There are no fewer than four protocols for accessing data in Exchange, none of which are universally applicable.
MAPI is essentially the “core” protocol, essentially a COM protocol for accessing a glorified two-level key-value store. Apparently there is a way to expose this COM protocol over HTTP, but this is not generally available, which is likely for the best. Despite this, MAPI is really the sanest of the quartet.
Despite MAPI not being usable, knowing about how it works is important, as all the other protocols are incomplete abstractions that allow some direct MAPI functionality as an escape hatch. At a high level, MAPI defines a directory tree; each directory contains a set of items, and each item a set of properties identified by 16-bit integers. In true Microsoft fashion, directories are over-engineered to allow splicing alternate implementations in, and entries are addressed by huge, baroque ids.
“Office 365” provides a “REST API”. As of the last time I tried to use it, it is only available for Exchange Online and not Hotmail.
The REST API is quite peculiar. It seemingly uses an undocumented, custom query
language for requesting data. These queries must be passed in the URL string,
which gets awkward since the language contains mandatory spaces and other
characters that need to be URL-encoded.

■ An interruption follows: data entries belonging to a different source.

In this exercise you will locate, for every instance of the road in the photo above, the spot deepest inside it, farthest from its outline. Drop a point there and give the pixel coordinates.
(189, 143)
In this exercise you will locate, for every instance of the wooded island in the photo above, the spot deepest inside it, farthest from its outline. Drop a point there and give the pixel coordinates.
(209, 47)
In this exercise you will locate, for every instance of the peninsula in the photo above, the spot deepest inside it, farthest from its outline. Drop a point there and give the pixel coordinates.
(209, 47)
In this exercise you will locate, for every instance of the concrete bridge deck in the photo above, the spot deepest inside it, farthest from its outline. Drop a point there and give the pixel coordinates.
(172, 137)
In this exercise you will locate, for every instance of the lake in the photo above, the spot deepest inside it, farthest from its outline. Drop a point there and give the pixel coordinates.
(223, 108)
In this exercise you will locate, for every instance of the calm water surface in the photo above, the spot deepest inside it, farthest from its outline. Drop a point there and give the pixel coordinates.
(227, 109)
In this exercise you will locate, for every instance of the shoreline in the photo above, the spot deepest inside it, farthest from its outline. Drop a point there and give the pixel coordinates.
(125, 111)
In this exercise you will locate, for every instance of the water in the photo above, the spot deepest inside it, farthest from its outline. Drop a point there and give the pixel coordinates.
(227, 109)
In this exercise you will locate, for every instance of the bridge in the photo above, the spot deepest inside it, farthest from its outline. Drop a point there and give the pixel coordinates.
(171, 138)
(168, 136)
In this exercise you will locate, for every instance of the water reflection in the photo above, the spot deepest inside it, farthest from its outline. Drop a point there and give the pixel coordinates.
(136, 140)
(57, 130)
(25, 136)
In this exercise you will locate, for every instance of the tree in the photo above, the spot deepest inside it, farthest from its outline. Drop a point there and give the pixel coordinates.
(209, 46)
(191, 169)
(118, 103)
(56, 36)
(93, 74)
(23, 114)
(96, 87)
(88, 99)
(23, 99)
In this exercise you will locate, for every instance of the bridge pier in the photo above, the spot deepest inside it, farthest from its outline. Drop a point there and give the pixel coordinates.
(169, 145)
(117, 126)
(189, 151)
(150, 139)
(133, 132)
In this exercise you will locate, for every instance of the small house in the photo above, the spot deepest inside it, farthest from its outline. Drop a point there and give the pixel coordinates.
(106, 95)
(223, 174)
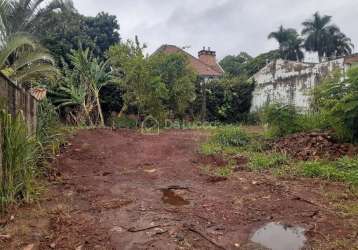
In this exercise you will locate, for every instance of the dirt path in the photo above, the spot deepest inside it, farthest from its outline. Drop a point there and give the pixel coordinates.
(123, 190)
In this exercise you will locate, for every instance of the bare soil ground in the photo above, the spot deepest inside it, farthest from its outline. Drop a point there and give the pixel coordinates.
(124, 190)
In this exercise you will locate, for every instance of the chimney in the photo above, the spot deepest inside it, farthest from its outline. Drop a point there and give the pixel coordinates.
(207, 56)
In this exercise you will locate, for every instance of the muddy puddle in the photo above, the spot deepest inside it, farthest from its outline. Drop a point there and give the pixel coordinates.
(170, 197)
(277, 236)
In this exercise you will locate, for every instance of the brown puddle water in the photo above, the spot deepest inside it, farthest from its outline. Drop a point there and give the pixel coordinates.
(276, 236)
(171, 198)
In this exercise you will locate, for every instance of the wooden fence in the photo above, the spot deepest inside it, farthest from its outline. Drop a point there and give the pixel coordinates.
(16, 99)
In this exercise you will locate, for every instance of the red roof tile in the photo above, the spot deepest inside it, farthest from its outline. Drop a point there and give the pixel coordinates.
(200, 67)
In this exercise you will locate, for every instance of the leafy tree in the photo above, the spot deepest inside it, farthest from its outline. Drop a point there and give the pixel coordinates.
(24, 15)
(141, 88)
(179, 78)
(290, 43)
(82, 84)
(229, 99)
(21, 56)
(324, 38)
(103, 30)
(64, 31)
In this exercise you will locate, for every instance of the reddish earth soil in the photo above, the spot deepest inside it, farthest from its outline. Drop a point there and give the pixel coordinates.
(124, 190)
(313, 146)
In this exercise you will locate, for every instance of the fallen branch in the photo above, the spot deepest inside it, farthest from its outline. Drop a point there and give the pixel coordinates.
(133, 230)
(206, 238)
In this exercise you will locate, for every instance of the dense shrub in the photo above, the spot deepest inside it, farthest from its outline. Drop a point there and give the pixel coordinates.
(282, 119)
(313, 121)
(332, 171)
(231, 136)
(20, 154)
(124, 122)
(338, 100)
(229, 100)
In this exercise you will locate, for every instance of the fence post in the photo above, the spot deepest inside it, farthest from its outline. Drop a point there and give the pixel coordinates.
(1, 142)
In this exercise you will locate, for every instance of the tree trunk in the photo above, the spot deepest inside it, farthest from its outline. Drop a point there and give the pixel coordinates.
(203, 104)
(99, 109)
(124, 109)
(87, 113)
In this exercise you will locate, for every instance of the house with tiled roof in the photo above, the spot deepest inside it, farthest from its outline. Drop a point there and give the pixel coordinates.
(205, 65)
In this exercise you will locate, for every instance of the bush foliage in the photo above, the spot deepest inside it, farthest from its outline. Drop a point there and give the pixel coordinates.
(338, 100)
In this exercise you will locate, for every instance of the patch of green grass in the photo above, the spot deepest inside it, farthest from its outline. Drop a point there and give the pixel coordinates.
(224, 171)
(210, 148)
(231, 136)
(331, 171)
(264, 161)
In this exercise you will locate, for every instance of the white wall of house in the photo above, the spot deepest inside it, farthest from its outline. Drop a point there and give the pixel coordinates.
(290, 82)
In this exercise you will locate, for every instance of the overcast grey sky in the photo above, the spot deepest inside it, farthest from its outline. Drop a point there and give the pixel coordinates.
(227, 26)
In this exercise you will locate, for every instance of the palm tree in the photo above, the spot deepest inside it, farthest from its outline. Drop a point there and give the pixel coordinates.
(339, 45)
(89, 75)
(21, 56)
(290, 43)
(23, 14)
(24, 59)
(293, 47)
(325, 38)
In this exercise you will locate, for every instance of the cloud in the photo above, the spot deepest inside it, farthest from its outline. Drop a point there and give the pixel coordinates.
(228, 26)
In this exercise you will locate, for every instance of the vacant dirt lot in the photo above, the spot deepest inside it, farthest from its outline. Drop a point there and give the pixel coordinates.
(124, 190)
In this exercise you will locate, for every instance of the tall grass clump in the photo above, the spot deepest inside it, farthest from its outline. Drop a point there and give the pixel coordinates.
(49, 130)
(281, 119)
(342, 170)
(19, 158)
(231, 136)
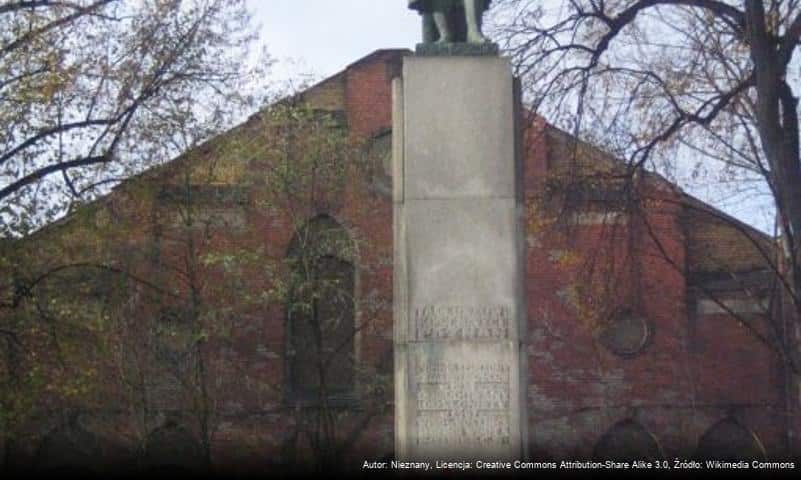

Additionally, by default the API only
returns a small and arbitrary subset of data by default; for example, contacts
include the first but not the second mobile phone number. Additional properties
can be requested by modifying the query to specify MAPI properties by id.
Obtaining all properties results in an extremely long query string, which
written the obvious way produces a URL longer than Microsoft’s server is
willing to accept. Some code-golfing can get it under the limit, by using (if I
recall correctly) a tab character instead of space, since the former can be put
in the URL directly and the server accepts it, whereas the space must become
%20 and thus counts as 3 characters for the length limit.
In any case, the REST API is utterly unusable, not only due to its limitations, but because it is not even available for the majority of users.
The next is EAS, or Exchange ActiveSync. EAS is more interesting for reasons that have nothing to do with the protocol’s mode of operation.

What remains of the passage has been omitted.